薄っすら覚えてる伏黒甚爾の面影を彼に重ねながら、わたしは「お疲れ様」と笑顔で声をかけた。
伏黒くんは軽く会釈をして中に入ってくると、資料棚の方へ歩いて行く。今日は五条くんが東北の方まで出張ということで呪術実習は休み。だから彼ら一年生は今日一日、普通授業をしていたようだ。
伏黒くんは古い資料が置いてある棚から数冊の資料を取り出し、わたしの方へ歩いて来た。

「ここ、いいスか」
「どうぞー。一人で退屈してたの。あ、コーヒー飲む?」
「頂きます。退屈って…資料読んでたんじゃないんスか」

わたしが席から立つと、伏黒くんは資料を捲りながら訪ねてきた。こっそり彼の持って来た資料に目をやれば、それはうん百年前くらいのもので、彼が何について調べたいのか分かった気がする。

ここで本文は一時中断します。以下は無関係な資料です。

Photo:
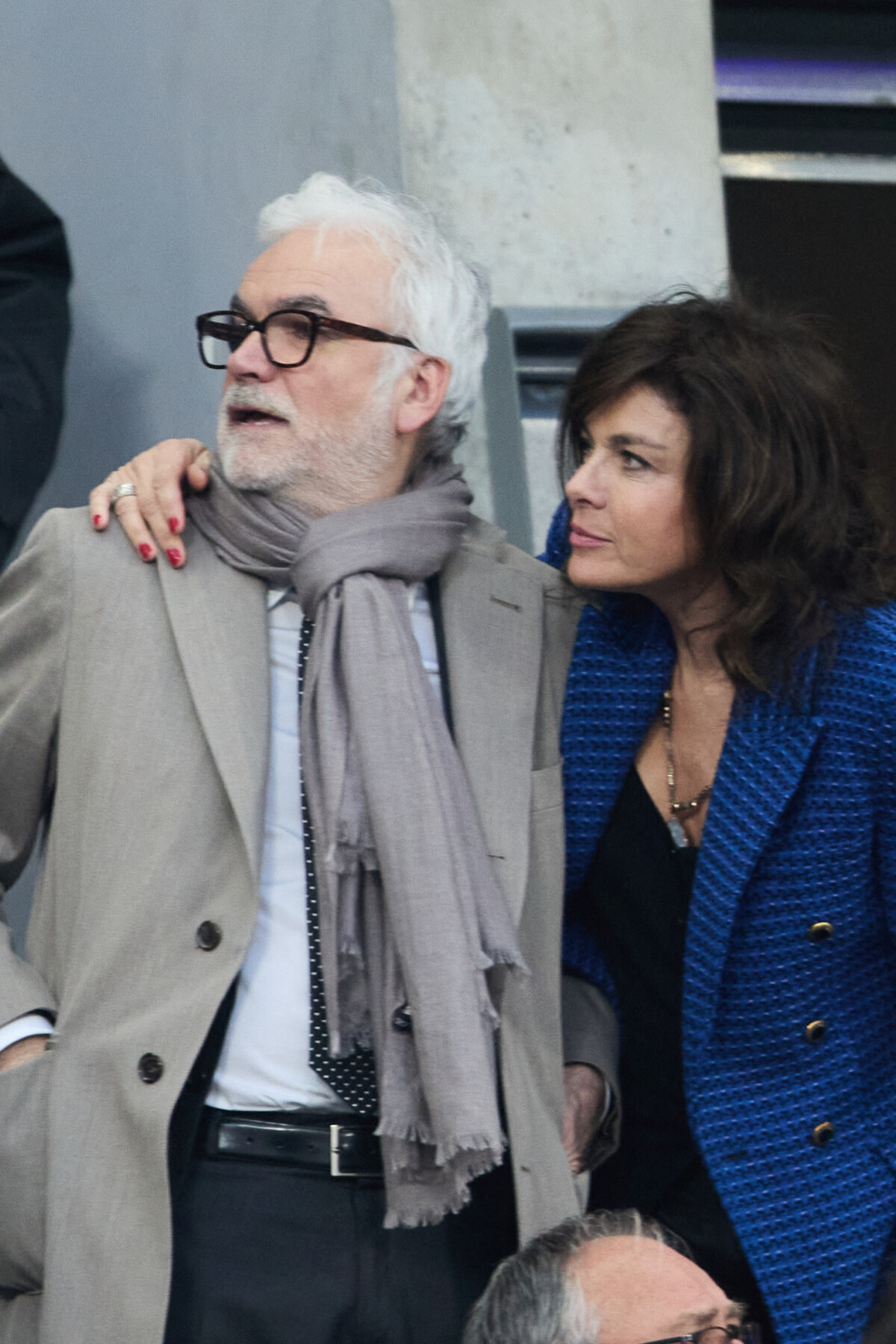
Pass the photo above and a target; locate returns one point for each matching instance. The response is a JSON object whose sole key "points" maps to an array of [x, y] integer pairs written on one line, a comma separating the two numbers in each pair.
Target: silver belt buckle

「そうなんだけど、一人で考えてると悶々としてきちゃって。あ、伏黒くん、お砂糖とミルクは?」
「あーブラックで」
「お、大人~。少しは五条くんも見習って欲しい。はい、ブラックお待ち」
「どうも」

コーヒーを淹れた使い捨て用のカップを置くと、わたしは遠慮なく砂糖とミルクを入れる。伏黒くんはそんなわたしを見ながら、ふとテーブルにある資料へ目を向けた。

「…百鬼夜行っスか」
「ん?ああ…話には聞いたんだけどね。ちょっと全体的に知りたくなったというか…」
「それ、オレも高専に入って真っ先に読みました。事件のことは五条先生から聞いてたんスけど、何か深い因縁がありそうだったんで気になって。先生も…当然、知ってたんですよね、夏油傑のことは」
「…うん。よく一緒に映画に行ったりなんかして…優しい先輩って感じだった」

ふと当時の光景が浮かび、懐かしい思いが蘇る。あの頃はモヤモヤしながら呪術師をしていて、でもその中には楽しいと思える時間が沢山あった。

「っていうか、先生ってやめてよ。わたし、教師じゃないから」

前々から気になっていたことを口にすると、伏黒くんはキョトンとした顔でわたしを見た。

「じゃあ……さん?」
「うん、それでお願い」
「了解す」

素直、でいい子そう。愛想はないけども。

――恵は生意気でさ~。いちいち反抗的なんだよねー。

五条くんはそんな風に言ってたけど、こうして接してみると、そこまで反抗的とも思えない。きっと過去に五条くんが強引な何か・・・をしたことで、彼の中に小さな蟠りが残ってるのかもしれない。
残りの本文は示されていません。